Dear Subscriber,
Nonprofits are reimagining how they operate. Scenario-planning, exploring new sources of income, and developing partnerships are a few of the ways organizations have been surviving the chaos of 2025 — all while the demand for services ticks up. Which strategies, born of circumstance, will stick? Can nonprofits come out of the turmoil stronger?
In the new September issue, Ben Gose explores how nonprofits are reinventing themselves. For many leaders, decisions about how to handle the uncertainty are existential. “In our scenario-planning trainings, we ask leaders: ‘What are your nonnegotiables — what is the most important thing to you when you make these very difficult decisions?’” says Annie Chang, a vice president at the Nonprofit Finance Fund. “It’s almost like a values decision of who you are,” she adds. “We always say you have to start with that first before you make a decision on what to cut.”
Other leaders are embracing new or different ways to cut costs and collaborate. For example, building on a trend from the last five years, more organizations are considering fiscal sponsorship, in which financial accounting, payroll, and human resources are handled by a supporting nonprofit entity. In the Philadelphia metro area, 150 executives at more than 100 organizations meet regularly online to discuss regulatory and legislative actions affecting charities. The effort started in January, when Cynthia Figueroa, CEO of JEVS, a human-services charity, says she recognized that Trump’s executive orders were becoming a “political COVID” — a potential catastrophe for the sector. In July, the group held an in-person meeting that featured sessions on policy and advocacy, legal insights, and strategic partnerships.
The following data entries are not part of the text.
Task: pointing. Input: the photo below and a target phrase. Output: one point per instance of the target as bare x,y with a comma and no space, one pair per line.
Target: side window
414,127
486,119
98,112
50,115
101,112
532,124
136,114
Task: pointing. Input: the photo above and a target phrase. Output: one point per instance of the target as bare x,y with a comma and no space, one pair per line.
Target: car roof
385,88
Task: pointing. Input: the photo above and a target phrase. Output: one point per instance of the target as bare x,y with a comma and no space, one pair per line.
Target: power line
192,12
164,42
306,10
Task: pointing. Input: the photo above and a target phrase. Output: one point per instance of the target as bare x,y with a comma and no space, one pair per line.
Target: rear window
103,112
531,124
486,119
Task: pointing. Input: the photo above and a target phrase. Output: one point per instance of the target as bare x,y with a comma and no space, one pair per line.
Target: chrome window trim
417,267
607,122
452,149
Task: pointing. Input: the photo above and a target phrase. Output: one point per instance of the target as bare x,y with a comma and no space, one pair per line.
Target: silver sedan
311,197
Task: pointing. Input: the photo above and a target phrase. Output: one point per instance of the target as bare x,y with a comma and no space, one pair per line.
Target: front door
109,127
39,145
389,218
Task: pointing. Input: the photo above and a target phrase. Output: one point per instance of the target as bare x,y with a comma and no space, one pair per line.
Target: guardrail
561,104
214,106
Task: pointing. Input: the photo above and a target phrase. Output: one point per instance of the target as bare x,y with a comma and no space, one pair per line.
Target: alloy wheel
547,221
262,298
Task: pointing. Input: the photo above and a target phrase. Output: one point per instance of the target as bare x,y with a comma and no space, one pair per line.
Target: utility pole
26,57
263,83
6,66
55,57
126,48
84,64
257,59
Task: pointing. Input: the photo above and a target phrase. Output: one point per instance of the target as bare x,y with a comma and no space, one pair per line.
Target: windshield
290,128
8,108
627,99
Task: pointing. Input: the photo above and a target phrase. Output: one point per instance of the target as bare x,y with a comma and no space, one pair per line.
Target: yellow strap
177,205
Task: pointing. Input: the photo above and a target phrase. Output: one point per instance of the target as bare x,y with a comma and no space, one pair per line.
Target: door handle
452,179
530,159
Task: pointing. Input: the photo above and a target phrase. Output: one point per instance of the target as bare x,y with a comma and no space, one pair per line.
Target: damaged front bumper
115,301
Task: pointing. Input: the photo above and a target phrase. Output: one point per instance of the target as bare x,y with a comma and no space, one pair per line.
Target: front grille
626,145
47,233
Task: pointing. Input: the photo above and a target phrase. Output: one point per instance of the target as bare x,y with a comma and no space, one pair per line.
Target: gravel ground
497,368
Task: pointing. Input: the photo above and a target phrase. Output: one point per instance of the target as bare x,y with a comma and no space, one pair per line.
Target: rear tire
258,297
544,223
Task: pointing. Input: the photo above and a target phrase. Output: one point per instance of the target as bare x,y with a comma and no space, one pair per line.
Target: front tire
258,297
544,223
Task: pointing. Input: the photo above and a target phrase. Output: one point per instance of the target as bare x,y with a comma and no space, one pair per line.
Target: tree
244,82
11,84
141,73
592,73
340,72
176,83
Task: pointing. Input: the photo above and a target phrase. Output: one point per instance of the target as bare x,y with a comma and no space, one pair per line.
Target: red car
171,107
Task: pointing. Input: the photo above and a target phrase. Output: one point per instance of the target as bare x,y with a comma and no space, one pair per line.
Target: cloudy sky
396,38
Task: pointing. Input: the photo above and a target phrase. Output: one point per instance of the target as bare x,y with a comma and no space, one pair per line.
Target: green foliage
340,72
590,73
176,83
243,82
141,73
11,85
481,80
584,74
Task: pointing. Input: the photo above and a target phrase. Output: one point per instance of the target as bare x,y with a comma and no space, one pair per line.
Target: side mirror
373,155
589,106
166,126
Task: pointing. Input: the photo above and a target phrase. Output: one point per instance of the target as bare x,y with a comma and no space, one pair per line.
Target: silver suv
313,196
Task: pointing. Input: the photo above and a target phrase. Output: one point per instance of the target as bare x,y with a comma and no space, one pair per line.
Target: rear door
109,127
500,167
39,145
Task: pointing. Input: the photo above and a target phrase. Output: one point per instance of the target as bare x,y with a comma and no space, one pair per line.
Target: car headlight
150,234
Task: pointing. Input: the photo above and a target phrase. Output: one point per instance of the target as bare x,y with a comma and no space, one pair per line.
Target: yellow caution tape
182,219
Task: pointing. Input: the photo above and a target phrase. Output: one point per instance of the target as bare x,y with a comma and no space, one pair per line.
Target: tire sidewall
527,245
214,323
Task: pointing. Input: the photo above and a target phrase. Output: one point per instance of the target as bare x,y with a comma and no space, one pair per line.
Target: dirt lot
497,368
“It doesn’t mean that there isn’t going to be bad news,” Figueroa says, “but people are trying to be proactive rather than just waiting for something to happen to them.”
Ben also speaks with leaders about how to handle the DEI dilemma — fight back or duck and cover? — as well as mergers and acquisitions as an avenue to stay afloat.
With respect to diversity and inclusion, Rosie Drumgoole (above), CEO of Chicago Cares, says her organization hasn’t changed the way it operates, but it has changed some of the language it uses. “If I have to erase a couple of words off my website to make everybody be able to come to the table, that’s what I’m going to do,” she says.